Nota de Leitura – “O Despertar das Montanhas”
O livro O Despertar das Montanhas, de Vasco Paiva (Editora Lápis das Memórias, Janeiro 2021), constitui uma descrição aprofundada de alguns dos mais significativos movimentos e ações políticas do processo de emancipação dos povos da região do Vouga, antes do “25 de Abril”, alguns dos quais ainda permanecem com forte carga democrática, apesar da usura do tempo e do desvanecimento do ímpeto revolucionário.
Como temas centrais do livro, sobressaem, as lutas dos povos das montanhas pela “reconquista” dos seus baldios, a luta pela recuperação do Caminho de Ferro da linha do Vouga, ou a luta pela atribuição de indemnizações justas, na sequência de um grande incêndio que assolou a região.
O método narrativo prosseguido, mais do que a descrição das ocorrências políticas, como se de “reportagens” jornalísticas se tratasse, ergue-se antes, numa “narrativa” que permite vislumbrar os factos no seu próprio movimento e suas mútuas relações e, assim, alcançar melhor as razões e contornos deste multifacetado processo de emancipação, ou seja, as razões que o tornaram possível e as principais causas das vitórias e derrotas, dos seus sucessos e insucessos.
Nesta perspetiva, o autor refere as circunstâncias, “objetivas”, que desencadearam e potenciaram o processo de luta, designadamente, o agravamento dos problemas da população rural e maior disponibilidade dos agricultores para se envolverem na luta, fatores que, naturalmente, determinam o grau e a intensidade das lutas em causa.
Porém, o autor chama a atenção para facto ocasional (o autor chama-lhe circunstância feliz) de no Vale do Vouga terem convergido, por razões profissionais, ou outras, um conjunto de quadros (técnicos e licenciados) identificados com os problemas da região, que conheciam bem, e das suas populações. Neste contexto, as reivindicações eram bem fundamentadas e elaboradas, o que lhes permitiu intervir, nas ações reivindicativas de forma, não apenas organizada, mas também bem documentada e esclarecida.
É de notar, que essa componente de segunda linha, digamos assim, permitiu-lhes acompanhar e influenciar as lutas e reivindicações dos povos e identificarem-se com os problemas, servindo a luta dos trabalhadores, com os quais se identificavam, mas evitando sempre “protagonismos” deslocados. Quer dizer, essa “feliz coincidência” permitiu reforçar e dar maior consistência às ações de luta, em que todos estavam comprometidos.

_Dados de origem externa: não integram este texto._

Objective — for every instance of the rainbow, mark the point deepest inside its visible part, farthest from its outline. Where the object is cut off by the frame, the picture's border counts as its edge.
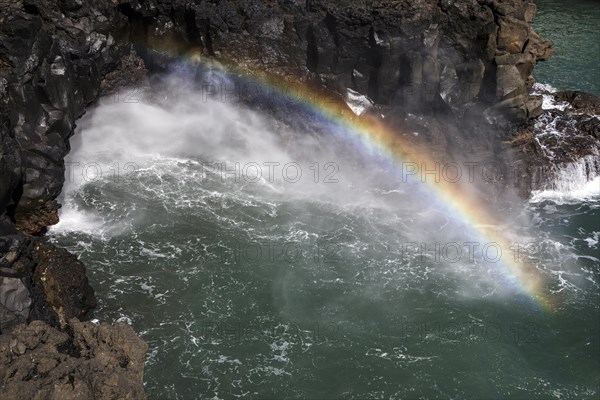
(372, 133)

Impossível, numa Nota de Leitura, dar conta de toda a expressividade de “O despertar das Montanhas. Por isso, termino com uma reflexão do autor, em 1983, a propósito do “movimento camponês” e que, de alguma forma, servirá de síntese do livro em apreciação.
…”São da máxima importância a não subestimação desta frente de luta, o respeito pela dinâmica própria, o combate ao sectarismo, à procura de êxitos fáceis, à politização apressada, ao radicalismo. A questão essencial que se põe a todos os agricultores é o reforço da unidade social, numa base dos interesses e objetivos concretos.”